Dari solusi itu, saya juga seperti melihat pemberian karpet merah untuk kapitalisme dalam meningkatkan produktivitas dan memperluas cara produk kapitalisnya. Sebab Pembangunan tol khusus, yang akan dibangun sepanjang 12-13 km, dan diperkirakan menghabiskan 204 miliar—di luar pembebasan lahan— pasti memanfaatkan pasokan berlimpah dan murah dari apa yang disebut Moore (2019) sebagai “Hukum Alam Murah” (cheap nature), seperti tenaga kerja, pangan, energi dan bahan mentah, yang semuanya tersedia di Parung-Panjang.
Karena semua bahan kontruksi dari pembuatan tol khusus itu pasti didapati dari hasil apresiasi gunung Maloko dan gunung Sudamanik yang secara administratif ada di jalur Rumpin, Cigudeg dan Parung-Panjang. Lalu hasil apresiasi itu dibeli oleh Pemerintah dari Anggaran Pendapatan dan Belanja Daerah (APBD), yang didapat dari pajak rakyat, lalu dibayarkan kepada pengusaha tambang untuk membeli bahan baku pembuatan tol, yang jalan tol-nya kemungkinan dibangun oleh swasta dan penghasilan tol itu masuk ke kas perusahaan swasta. Rakyat dapat apa? Ya! lagi dan lagi hanya debu, debu dan debu.
Tapi yang paling menyebalkan, alam masih dilihat hanya dari “nilai pakai”-nya. Seharusnya alam yang dibilang “saudara” oleh Aldy dalam tulisannya, yang berjudul Parung-Panjang ‘Kasabaan’, Pesan Panjang Kemudian, harus dinilai juga sebagai “nilai tukar”. Karena alam bekerja secara independen ketika alam menghasilkan bahan mentah (raw material) dalam hal ini, batu andesit yang memiliki cadangan 1,5 miliar ton, yang harus dilihat sebagai “nilai tukar”, bahan yang dibutuhkan oleh pembangunan. Nilai lebih itulah, atau bahasa Moore (2019) sebagai “pekerjaan tak berbayar”,—seperti buruh pabrik yang diekploitasi jam kerjanya—, yang dicuri oleh kapitalisme, dan menjadi laba ekstra dari alam Parung-Panjang.

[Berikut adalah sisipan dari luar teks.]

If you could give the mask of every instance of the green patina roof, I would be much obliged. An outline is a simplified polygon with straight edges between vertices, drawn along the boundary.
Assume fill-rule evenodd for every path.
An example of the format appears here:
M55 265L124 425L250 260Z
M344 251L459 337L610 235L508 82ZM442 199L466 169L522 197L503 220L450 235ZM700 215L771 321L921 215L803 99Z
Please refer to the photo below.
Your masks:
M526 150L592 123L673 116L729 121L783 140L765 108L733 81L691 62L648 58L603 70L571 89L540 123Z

Tambang di Parung-Panjang, jika dibiarkan terus beroperasi, kedepannya dalam bahasa Saito (2023) yang diambil dari Marx, akan menyebabkan Keretakan Metabolis (Metbolic Rift), dan seperti apa yang disampaikan juga oleh Saito (2023), dan menjelaskannya dalam tiga dimensi:
Pertama, Keretakan Metabolis (Metabolic Rift) yang terjadi di dua ranah: pada alam (ekologi) dan kerja (sosial) yang tereksploitasi oleh adanya ‘pencurian’ nilai material untuk memaksimalkan profit kapital. Kedua, keretakan spasial (spatial rift), yaitu perluasan sampah akibat produksi kapital (waste—pollution) yang berdampak pada pergeseran ruang (tanah). Ketiga, keretakan temporal (temporal rift), yaitu mesin mempercepat proses produksi secara cepat, efektif dan massif. Seefektif truk “transformer” membunuh warga Parung-Panjang.

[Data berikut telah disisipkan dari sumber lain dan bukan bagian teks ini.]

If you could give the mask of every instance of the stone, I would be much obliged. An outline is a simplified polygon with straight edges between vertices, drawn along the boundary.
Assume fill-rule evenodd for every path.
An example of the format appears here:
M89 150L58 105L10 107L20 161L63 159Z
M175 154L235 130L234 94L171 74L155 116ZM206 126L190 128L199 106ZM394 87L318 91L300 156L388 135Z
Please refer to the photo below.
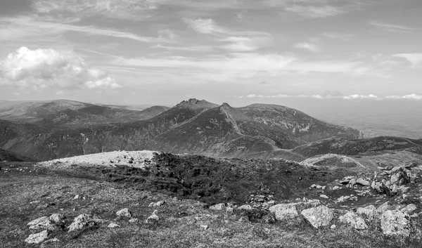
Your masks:
M359 184L359 185L364 185L364 186L369 186L369 185L371 185L371 183L369 183L369 181L367 180L359 178L356 180L355 184Z
M73 220L73 222L69 226L68 233L79 230L85 227L94 226L96 223L92 219L91 214L79 214Z
M57 226L50 221L49 217L39 217L27 224L30 230L54 230L57 229Z
M25 240L28 244L40 244L49 238L49 231L45 230L41 233L32 234Z
M108 226L107 226L107 227L108 228L119 228L120 227L120 226L119 226L119 224L117 224L115 222L112 222L110 224L108 224Z
M302 210L300 214L315 228L328 226L334 217L333 209L324 205Z
M270 207L269 211L275 214L277 221L288 221L299 216L295 204L278 204Z
M219 210L219 211L226 210L226 204L224 203L219 203L215 205L212 205L212 206L210 207L210 210Z
M129 220L129 223L137 223L139 221L139 219L137 218L131 218Z
M340 222L350 225L354 229L366 229L368 225L365 221L352 211L348 211L340 216Z
M402 208L400 211L403 213L411 214L417 209L418 207L414 204L409 204L409 205Z
M61 214L53 214L49 219L57 226L63 226L65 223L66 216Z
M154 211L153 212L153 214L151 214L151 216L149 216L146 218L146 221L145 221L145 223L153 223L153 222L159 221L160 217L158 217L158 216L157 215L158 212L158 211L157 210L154 210Z
M381 216L381 230L388 236L409 237L410 217L398 210L388 210Z
M373 205L359 207L357 209L357 213L367 220L371 221L373 220L376 215L376 208Z
M132 218L132 213L130 212L130 211L129 211L129 209L127 209L127 208L117 211L116 212L116 215L117 216L121 216L121 217Z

Karena pembangunan jalur khusus tambang menjadi solusi jangka panjang, terlihat seperti kita memotong kuku, yang dengan sendirinya, kuku-kuku itu (baca: masalahnya) akan tumbuh lagi tumbuh lagi. Andaikan pemerintah berani menyetop operasi tambang, tidak ada ceritanya pemerintah kesusahan uang untuk membangunan tol khusus, tidak ada lagi suara ledakan untuk pemboran, tidak ada lagi bopeng-bopeng alam karena galian, tidak ada lagi aksi-saling lempar batu dalam konflik horizontal, tidak ada lagi warga yang harus menderita sebab polusi udara dan terkena ISPA, tidak ada lagi rumah yang tertabrak, dan tidak akan ada lagi kecelakaan yang membuat seisi rumah menangis ketika sang anak pulang dengan mengendarai keranda.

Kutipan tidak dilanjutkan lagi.